Ha sido en la madurez (ejem) cuando me he dado cuenta de que puede que sí, que me guste hablar, pero también me gusta muchísimo el silencio. No, corrijo, no es que me guste, es que lo necesito.
Dice mi hermana pequeña que una vez se fue a verme a Gran Canaria. Cuando llegó la mañana, se despertó y, sobre la marcha, empezó a contarme cuanta cosa creyó conveniente. Dice que le dije: «Iris, hasta que me tome el café, silencio». Debió impactarle porque era chica y aún lo recuerda. Dice que según se me terminó el café tenía la cara como distinta, y que le dije: «ahora, ya me puedes hablar». En ese momento le parecí la viva representación de todos esos chistes del café primero. Pero la cosa no iba por ahí.
Cuando estudiaba en la Universidad, compartía piso con mi hermano. Cada día nos levantábamos más o menos a la vez. Cada uno se aseaba y se alistaba para salir. Antes, desayunábamos uno frente al otro. Estudiábamos lo mismo, así que íbamos juntos. Salíamos del piso, nos metíamos en el coche y no era hasta cuando empezábamos a entrar en el Campus, que uno de los dos decía algo así como: «parece que hoy va a haber menos frío».
Todo lo anterior lo hacíamos en el más absoluto silencio. Y todo estaba bien. Necesitábamos aquel silencio para despertarnos. Ni estábamos enfadados, ni tomábamos café en el desayuno.
Un día contándole esto a mi padre, me compartió un recuerdo de sus abuelos. Su abuela Maximina y su abuelo Rafael vivían en El Cotillo. En aquel tiempo se cocinaba con leña y cada día tenían que ir a buscarla.
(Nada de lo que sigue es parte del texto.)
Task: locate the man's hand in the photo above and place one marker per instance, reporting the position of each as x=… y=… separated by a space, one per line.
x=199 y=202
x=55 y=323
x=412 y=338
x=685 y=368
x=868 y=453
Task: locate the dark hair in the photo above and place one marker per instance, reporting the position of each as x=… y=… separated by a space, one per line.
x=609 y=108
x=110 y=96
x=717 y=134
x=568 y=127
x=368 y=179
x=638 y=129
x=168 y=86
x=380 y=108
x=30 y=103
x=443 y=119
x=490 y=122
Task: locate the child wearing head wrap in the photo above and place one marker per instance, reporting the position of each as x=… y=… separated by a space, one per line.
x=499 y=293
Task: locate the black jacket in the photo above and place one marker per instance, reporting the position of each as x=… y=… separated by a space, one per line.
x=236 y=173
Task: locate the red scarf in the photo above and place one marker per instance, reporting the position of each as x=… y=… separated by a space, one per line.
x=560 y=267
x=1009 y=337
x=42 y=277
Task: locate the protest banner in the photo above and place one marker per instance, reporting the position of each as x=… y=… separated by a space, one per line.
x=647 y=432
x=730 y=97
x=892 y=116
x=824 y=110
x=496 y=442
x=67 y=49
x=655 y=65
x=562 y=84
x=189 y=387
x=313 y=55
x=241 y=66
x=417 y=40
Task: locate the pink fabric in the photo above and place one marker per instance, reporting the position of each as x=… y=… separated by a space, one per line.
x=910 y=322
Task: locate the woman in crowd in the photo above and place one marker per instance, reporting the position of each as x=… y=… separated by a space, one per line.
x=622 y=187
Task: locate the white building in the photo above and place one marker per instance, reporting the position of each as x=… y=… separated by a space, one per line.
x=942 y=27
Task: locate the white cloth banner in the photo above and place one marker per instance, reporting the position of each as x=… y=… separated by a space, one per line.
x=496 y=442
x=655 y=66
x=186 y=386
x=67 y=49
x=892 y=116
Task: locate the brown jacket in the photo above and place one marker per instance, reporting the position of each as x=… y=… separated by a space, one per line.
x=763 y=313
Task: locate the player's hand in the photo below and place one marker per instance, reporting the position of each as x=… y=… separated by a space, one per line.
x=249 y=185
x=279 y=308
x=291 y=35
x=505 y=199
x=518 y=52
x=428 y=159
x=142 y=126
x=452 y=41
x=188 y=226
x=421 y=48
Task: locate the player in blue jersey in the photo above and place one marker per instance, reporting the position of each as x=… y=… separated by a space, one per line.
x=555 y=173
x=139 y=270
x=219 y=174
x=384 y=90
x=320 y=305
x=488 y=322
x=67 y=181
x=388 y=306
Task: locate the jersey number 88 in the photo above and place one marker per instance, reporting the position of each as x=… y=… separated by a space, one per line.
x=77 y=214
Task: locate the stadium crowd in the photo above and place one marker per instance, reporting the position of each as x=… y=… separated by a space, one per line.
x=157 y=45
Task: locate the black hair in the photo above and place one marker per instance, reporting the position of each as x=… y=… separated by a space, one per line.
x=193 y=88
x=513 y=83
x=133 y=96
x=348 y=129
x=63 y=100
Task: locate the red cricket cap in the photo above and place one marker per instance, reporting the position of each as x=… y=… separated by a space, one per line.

Y con unos cuantos niños que alimentar, se precisaba de un fuego constante. El sitio no les quedaba muy a la mano e iban los dos juntos cada día a buscarla. Parece que el trabajo les llevaba un par de horas de caminata, de ida y vuelta. Caminaban, llegaban al sitio, recogían la madera, cada uno se hacía con su jase de leña, se lo cargaban a la espalda y emprendían el camino de vuelta. Pues, el matrimonio era famoso porque hacían todo ese trabajo sin dirigirse la palabra. Cero conversación. Cada uno iba sumido en sus propios pensamientos. Todo el mundo achacaba aquel comportamiento a que eran así, como un poco brutos. Cuando mi padre me lo contó, le encontré toda la lógica del mundo y además me reconocí totalmente en ese silencio. No es brutalidad, es necesidad para la supervivencia. Estoy convencida de que pensaban como yo: primero aislarse del ruido y luego dejar de generarlo. Mis bisabuelos se parecían mucho a mí o yo a ellos. Puede que tal vez, este sea otro de esos rasgos que forman parte de mi comportamiento y que no es casual, igual que, supongo que hizo mi abuelo Silvestre con la escritura, hicieron mis bisabuelos con el silencio y me lo traspasaron en el ADN. Y sigo pensando que nada tiene que ver con ser bruto, tiene mucho más que ver con sobrevivir.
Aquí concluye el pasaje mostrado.